MOTIFS DE LA DECISION
L’article 19-2 de la loi n° 65-557 du 10 juillet 1965 fixant le statut de la copropriété modifié par l’article 17 de l’ordonnance n°2019-738 du 17 juillet 2019 prévoit qu’à défaut du versement à sa date d'exigibilité d'une provision due au titre de l'article 14-1 ou du I de l'article 14-2, et après mise en demeure restée infructueuse passé un délai de trente jours, les autres provisions non encore échues en application des mêmes articles 14-1 ou 14-2 ainsi que les sommes restant dues appelées au titre des exercices précédents après approbation des comptes deviennent immédiatement exigibles.
Le président du tribunal judiciaire statuant selon la procédure accélérée au fond, après avoir constaté, selon le cas, l'approbation par l'assemblée générale des copropriétaires du budget prévisionnel, des travaux ou des comptes annuels, ainsi que la défaillance du copropriétaire, condamne ce dernier au paiement des provisions ou sommes exigibles.
Au vu des pièces produites, et Madame [S] [I] reconnaissant devoir les sommes réclamées à hauteur de 2.520,83 €uros correspondant à l’arriéré de charges de copropriété et 413,83 €uros de provisions non encore échues, elle sera donc condamnée à payer ces sommes avec intérêts au taux légal à compter du 15 mai 2023.
Il ressort des justifications produites que la situation économique de Madame [S] [I] ne permet pas un règlement immédiat de la dette, la débitrice justifiant être bénéficiaire d’une pension d’invalidité. En considération de cette situation et compte également tenu de la situation du créancier, il y a lieu de faire application de l'article 1343-5 du Code civil et d'échelonner le paiement des sommes dues.

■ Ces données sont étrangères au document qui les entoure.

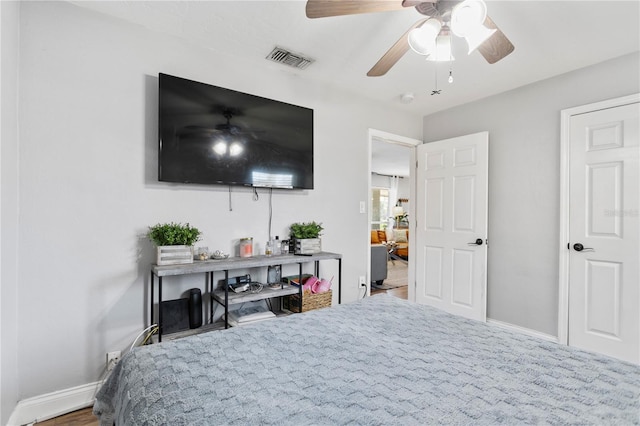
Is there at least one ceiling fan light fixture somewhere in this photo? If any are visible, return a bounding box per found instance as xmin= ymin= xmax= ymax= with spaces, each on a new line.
xmin=229 ymin=142 xmax=244 ymax=157
xmin=212 ymin=141 xmax=227 ymax=155
xmin=407 ymin=18 xmax=442 ymax=55
xmin=451 ymin=0 xmax=487 ymax=37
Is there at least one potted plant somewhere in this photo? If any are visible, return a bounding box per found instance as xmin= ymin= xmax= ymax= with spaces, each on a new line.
xmin=147 ymin=222 xmax=201 ymax=265
xmin=289 ymin=222 xmax=324 ymax=255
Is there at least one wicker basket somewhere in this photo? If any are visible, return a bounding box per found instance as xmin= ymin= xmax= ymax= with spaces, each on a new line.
xmin=282 ymin=290 xmax=332 ymax=313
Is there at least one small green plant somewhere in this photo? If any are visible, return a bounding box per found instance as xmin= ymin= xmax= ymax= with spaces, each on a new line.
xmin=147 ymin=222 xmax=201 ymax=246
xmin=289 ymin=222 xmax=324 ymax=240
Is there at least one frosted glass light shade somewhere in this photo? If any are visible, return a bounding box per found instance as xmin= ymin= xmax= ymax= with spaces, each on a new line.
xmin=407 ymin=19 xmax=442 ymax=55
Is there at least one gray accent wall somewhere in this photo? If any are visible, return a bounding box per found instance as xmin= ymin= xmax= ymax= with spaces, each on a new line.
xmin=0 ymin=1 xmax=20 ymax=425
xmin=423 ymin=53 xmax=640 ymax=336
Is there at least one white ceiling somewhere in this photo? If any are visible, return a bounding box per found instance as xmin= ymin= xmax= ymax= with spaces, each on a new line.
xmin=67 ymin=0 xmax=640 ymax=176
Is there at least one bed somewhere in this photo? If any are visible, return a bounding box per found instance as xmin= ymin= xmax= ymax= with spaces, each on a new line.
xmin=94 ymin=295 xmax=640 ymax=425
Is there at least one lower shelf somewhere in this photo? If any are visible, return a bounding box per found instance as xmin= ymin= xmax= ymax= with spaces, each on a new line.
xmin=151 ymin=310 xmax=295 ymax=343
xmin=213 ymin=284 xmax=300 ymax=305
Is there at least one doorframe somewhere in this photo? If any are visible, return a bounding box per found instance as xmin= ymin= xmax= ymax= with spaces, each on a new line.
xmin=558 ymin=93 xmax=640 ymax=345
xmin=366 ymin=128 xmax=423 ymax=301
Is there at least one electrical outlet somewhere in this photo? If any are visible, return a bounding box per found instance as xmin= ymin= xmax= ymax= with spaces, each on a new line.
xmin=107 ymin=351 xmax=122 ymax=371
xmin=358 ymin=275 xmax=367 ymax=287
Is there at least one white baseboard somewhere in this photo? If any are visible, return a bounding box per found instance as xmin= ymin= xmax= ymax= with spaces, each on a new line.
xmin=7 ymin=381 xmax=102 ymax=426
xmin=487 ymin=318 xmax=558 ymax=343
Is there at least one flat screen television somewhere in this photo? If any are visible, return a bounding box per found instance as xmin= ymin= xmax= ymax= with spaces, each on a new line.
xmin=158 ymin=74 xmax=313 ymax=189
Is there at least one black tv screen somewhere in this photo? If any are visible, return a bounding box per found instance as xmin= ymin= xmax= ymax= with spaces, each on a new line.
xmin=158 ymin=74 xmax=313 ymax=189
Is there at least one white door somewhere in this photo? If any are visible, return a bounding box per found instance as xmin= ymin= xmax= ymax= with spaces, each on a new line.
xmin=566 ymin=103 xmax=640 ymax=363
xmin=412 ymin=132 xmax=489 ymax=321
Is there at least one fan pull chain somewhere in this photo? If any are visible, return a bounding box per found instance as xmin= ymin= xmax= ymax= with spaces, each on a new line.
xmin=431 ymin=63 xmax=442 ymax=96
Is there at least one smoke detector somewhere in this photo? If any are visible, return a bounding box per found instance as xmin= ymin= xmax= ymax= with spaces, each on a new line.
xmin=265 ymin=46 xmax=313 ymax=70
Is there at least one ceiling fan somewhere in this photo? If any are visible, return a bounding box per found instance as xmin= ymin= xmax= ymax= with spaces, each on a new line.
xmin=306 ymin=0 xmax=514 ymax=77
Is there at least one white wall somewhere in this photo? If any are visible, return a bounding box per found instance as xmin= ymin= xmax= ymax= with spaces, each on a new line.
xmin=424 ymin=53 xmax=640 ymax=336
xmin=0 ymin=1 xmax=20 ymax=425
xmin=12 ymin=2 xmax=422 ymax=398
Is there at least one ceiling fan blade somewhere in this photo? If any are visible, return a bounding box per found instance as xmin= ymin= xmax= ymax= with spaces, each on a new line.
xmin=478 ymin=16 xmax=515 ymax=64
xmin=306 ymin=0 xmax=405 ymax=18
xmin=367 ymin=18 xmax=429 ymax=77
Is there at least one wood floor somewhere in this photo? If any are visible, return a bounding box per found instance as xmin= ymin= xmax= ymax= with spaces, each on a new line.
xmin=36 ymin=286 xmax=408 ymax=426
xmin=36 ymin=407 xmax=99 ymax=426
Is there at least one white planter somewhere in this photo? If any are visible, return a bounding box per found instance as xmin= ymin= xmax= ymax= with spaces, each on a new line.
xmin=294 ymin=238 xmax=322 ymax=254
xmin=156 ymin=246 xmax=193 ymax=265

La demande de dommages et intérêts n'apparaît pas justifiée en l'état, le préjudice imputable au retard dans le paiement apparaissant réparé par les intérêts au taux légal.
La demande fondée sur l'article 700 du Code de procédure civile apparaît justifiée à hauteur de 1.000 €uros.
III - DÉCISION
Le Président du tribunal judiciaire de Bordeaux, statuant selon la procédure accélérée au fond, par décision mise à disposition au greffe, rendue contradictoirement et en dernier ressort ;
Condamne Madame [S] [I] à payer au Syndicat des Copropriétaires de la [Adresse 4] les sommes de 2.520,83 €uros correspondant à l’arriéré de charges de copropriété arrêté à la date du 20 février 2024 et 413,83 €uros de provisions non encore échues pour l’année 2024, avec intérêts au taux légal à compter du 15 mai 2023 pour les sommes exigibles à cette date et à compter de leur date d’échéance pour les sommes exigibles ultérieurement.

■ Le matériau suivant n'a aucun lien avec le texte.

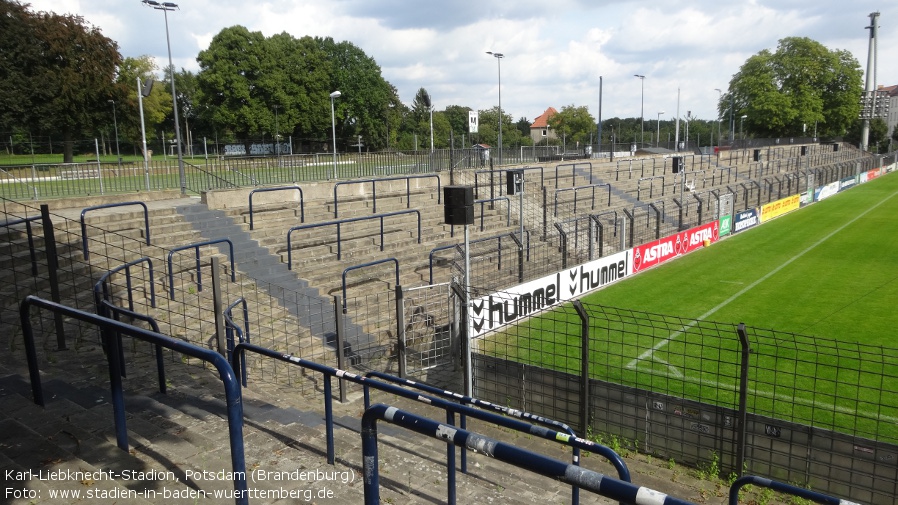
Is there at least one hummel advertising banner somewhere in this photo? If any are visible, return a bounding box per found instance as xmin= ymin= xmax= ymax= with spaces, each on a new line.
xmin=633 ymin=221 xmax=720 ymax=274
xmin=761 ymin=195 xmax=801 ymax=223
xmin=470 ymin=250 xmax=632 ymax=337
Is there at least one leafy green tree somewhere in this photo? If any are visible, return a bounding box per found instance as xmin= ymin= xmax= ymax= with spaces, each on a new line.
xmin=443 ymin=105 xmax=472 ymax=141
xmin=843 ymin=117 xmax=889 ymax=153
xmin=316 ymin=37 xmax=395 ymax=149
xmin=197 ymin=26 xmax=271 ymax=152
xmin=548 ymin=104 xmax=596 ymax=148
xmin=115 ymin=55 xmax=172 ymax=155
xmin=0 ymin=0 xmax=122 ymax=162
xmin=478 ymin=106 xmax=521 ymax=149
xmin=718 ymin=37 xmax=863 ymax=137
xmin=264 ymin=33 xmax=334 ymax=149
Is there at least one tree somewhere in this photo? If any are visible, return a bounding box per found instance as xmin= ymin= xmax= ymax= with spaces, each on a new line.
xmin=197 ymin=26 xmax=271 ymax=153
xmin=116 ymin=55 xmax=172 ymax=156
xmin=443 ymin=105 xmax=471 ymax=141
xmin=548 ymin=104 xmax=596 ymax=148
xmin=843 ymin=117 xmax=889 ymax=153
xmin=315 ymin=37 xmax=398 ymax=149
xmin=0 ymin=0 xmax=122 ymax=162
xmin=478 ymin=106 xmax=521 ymax=148
xmin=718 ymin=37 xmax=863 ymax=137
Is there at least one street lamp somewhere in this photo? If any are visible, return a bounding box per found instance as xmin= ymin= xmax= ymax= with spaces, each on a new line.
xmin=633 ymin=74 xmax=645 ymax=148
xmin=141 ymin=0 xmax=187 ymax=195
xmin=273 ymin=104 xmax=281 ymax=161
xmin=109 ymin=100 xmax=122 ymax=166
xmin=711 ymin=88 xmax=723 ymax=149
xmin=486 ymin=51 xmax=505 ymax=166
xmin=331 ymin=91 xmax=341 ymax=179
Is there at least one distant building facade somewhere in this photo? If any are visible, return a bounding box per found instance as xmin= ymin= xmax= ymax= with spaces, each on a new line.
xmin=530 ymin=107 xmax=558 ymax=146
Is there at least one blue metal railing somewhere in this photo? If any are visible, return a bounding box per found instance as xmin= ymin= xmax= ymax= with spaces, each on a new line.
xmin=472 ymin=196 xmax=511 ymax=231
xmin=232 ymin=343 xmax=629 ymax=503
xmin=223 ymin=296 xmax=249 ymax=383
xmin=249 ymin=186 xmax=306 ymax=230
xmin=94 ymin=256 xmax=156 ymax=311
xmin=168 ymin=238 xmax=237 ymax=300
xmin=19 ymin=295 xmax=249 ymax=505
xmin=728 ymin=475 xmax=858 ymax=505
xmin=0 ymin=216 xmax=41 ymax=275
xmin=364 ymin=372 xmax=630 ymax=505
xmin=94 ymin=257 xmax=161 ymax=377
xmin=97 ymin=300 xmax=167 ymax=394
xmin=81 ymin=202 xmax=150 ymax=260
xmin=552 ymin=184 xmax=611 ymax=217
xmin=287 ymin=209 xmax=421 ymax=264
xmin=334 ymin=174 xmax=442 ymax=219
xmin=342 ymin=258 xmax=399 ymax=314
xmin=428 ymin=230 xmax=530 ymax=284
xmin=362 ymin=404 xmax=691 ymax=505
xmin=555 ymin=161 xmax=592 ymax=187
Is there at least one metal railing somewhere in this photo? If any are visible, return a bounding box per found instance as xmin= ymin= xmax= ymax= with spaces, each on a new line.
xmin=334 ymin=174 xmax=442 ymax=219
xmin=81 ymin=202 xmax=150 ymax=260
xmin=341 ymin=258 xmax=399 ymax=314
xmin=168 ymin=238 xmax=237 ymax=300
xmin=0 ymin=216 xmax=41 ymax=275
xmin=19 ymin=295 xmax=249 ymax=505
xmin=727 ymin=475 xmax=858 ymax=505
xmin=287 ymin=209 xmax=421 ymax=264
xmin=249 ymin=186 xmax=306 ymax=230
xmin=231 ymin=343 xmax=629 ymax=504
xmin=362 ymin=404 xmax=690 ymax=505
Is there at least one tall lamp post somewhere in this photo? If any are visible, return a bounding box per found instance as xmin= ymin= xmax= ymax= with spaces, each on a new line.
xmin=633 ymin=74 xmax=645 ymax=148
xmin=273 ymin=104 xmax=281 ymax=162
xmin=109 ymin=100 xmax=122 ymax=165
xmin=331 ymin=90 xmax=341 ymax=179
xmin=486 ymin=51 xmax=505 ymax=166
xmin=141 ymin=0 xmax=187 ymax=195
xmin=714 ymin=88 xmax=723 ymax=150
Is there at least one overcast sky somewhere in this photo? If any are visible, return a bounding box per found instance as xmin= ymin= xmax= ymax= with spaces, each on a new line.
xmin=21 ymin=0 xmax=898 ymax=121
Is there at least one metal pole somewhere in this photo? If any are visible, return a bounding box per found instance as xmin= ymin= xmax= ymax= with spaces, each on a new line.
xmin=330 ymin=91 xmax=340 ymax=179
xmin=463 ymin=225 xmax=474 ymax=396
xmin=156 ymin=6 xmax=187 ymax=195
xmin=137 ymin=76 xmax=150 ymax=191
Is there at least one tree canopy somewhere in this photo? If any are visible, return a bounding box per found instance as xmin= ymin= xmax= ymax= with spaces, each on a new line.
xmin=718 ymin=37 xmax=863 ymax=137
xmin=0 ymin=0 xmax=122 ymax=162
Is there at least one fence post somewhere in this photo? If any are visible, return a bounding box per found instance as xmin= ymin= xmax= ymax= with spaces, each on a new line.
xmin=334 ymin=295 xmax=346 ymax=403
xmin=41 ymin=204 xmax=66 ymax=351
xmin=736 ymin=323 xmax=751 ymax=476
xmin=395 ymin=284 xmax=408 ymax=379
xmin=212 ymin=256 xmax=231 ymax=356
xmin=573 ymin=300 xmax=589 ymax=437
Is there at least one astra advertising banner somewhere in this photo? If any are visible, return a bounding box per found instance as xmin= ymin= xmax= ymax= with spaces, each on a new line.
xmin=633 ymin=221 xmax=720 ymax=274
xmin=470 ymin=250 xmax=632 ymax=337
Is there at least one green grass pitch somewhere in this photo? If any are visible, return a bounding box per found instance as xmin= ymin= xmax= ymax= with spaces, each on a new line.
xmin=480 ymin=170 xmax=898 ymax=442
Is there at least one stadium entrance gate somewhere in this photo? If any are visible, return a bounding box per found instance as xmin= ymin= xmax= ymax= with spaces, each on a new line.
xmin=399 ymin=283 xmax=461 ymax=377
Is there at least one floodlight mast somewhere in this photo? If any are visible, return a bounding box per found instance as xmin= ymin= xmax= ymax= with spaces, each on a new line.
xmin=141 ymin=0 xmax=187 ymax=195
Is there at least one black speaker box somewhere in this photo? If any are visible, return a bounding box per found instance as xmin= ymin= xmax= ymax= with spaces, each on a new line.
xmin=670 ymin=156 xmax=683 ymax=174
xmin=443 ymin=186 xmax=474 ymax=225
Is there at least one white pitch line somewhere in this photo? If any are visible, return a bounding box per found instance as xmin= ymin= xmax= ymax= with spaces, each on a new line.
xmin=626 ymin=182 xmax=898 ymax=369
xmin=637 ymin=367 xmax=898 ymax=423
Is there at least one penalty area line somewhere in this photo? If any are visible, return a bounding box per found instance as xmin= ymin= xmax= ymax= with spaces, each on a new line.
xmin=625 ymin=182 xmax=898 ymax=369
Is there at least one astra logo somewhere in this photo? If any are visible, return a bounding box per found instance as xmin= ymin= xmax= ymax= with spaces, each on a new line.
xmin=689 ymin=228 xmax=714 ymax=247
xmin=644 ymin=241 xmax=680 ymax=263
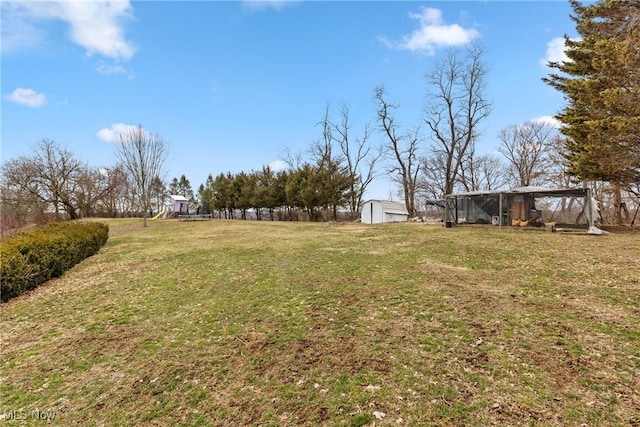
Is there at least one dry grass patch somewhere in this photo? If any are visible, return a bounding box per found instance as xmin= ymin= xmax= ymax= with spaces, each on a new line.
xmin=0 ymin=220 xmax=640 ymax=426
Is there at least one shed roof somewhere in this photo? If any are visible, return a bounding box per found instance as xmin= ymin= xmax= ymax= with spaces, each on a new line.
xmin=363 ymin=199 xmax=409 ymax=215
xmin=446 ymin=186 xmax=587 ymax=197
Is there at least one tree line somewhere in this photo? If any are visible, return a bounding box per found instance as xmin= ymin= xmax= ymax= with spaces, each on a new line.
xmin=1 ymin=0 xmax=640 ymax=234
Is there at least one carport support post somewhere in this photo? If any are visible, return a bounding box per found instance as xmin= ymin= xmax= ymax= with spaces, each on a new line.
xmin=498 ymin=191 xmax=502 ymax=230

Suspend pendant un délai de vingt quatre mois toutes procédures d'exécution à l'encontre de Madame [S] [I] à condition qu'un versement mensuel de 120 €uros soit effectué entre le 1er et le 10 de chaque mois et pour la première fois dans le mois qui suivra la signification du présent jugement.
Dit qu'à défaut de règlement d'une mensualité à l'échéance, le solde de la dette deviendra exigible dans son intégralité et il ne sera plus sursis aux poursuites.
Rejette toute autre demande.
Condamne Madame [S] [I] aux dépens et au paiement de la somme de 1.000 €uros au titre de l'article 700 du code de procédure civile.
La présente décision a été signée par Eric RUELLE, Président, et par Karine PAPPAKOSTAS, Greffière.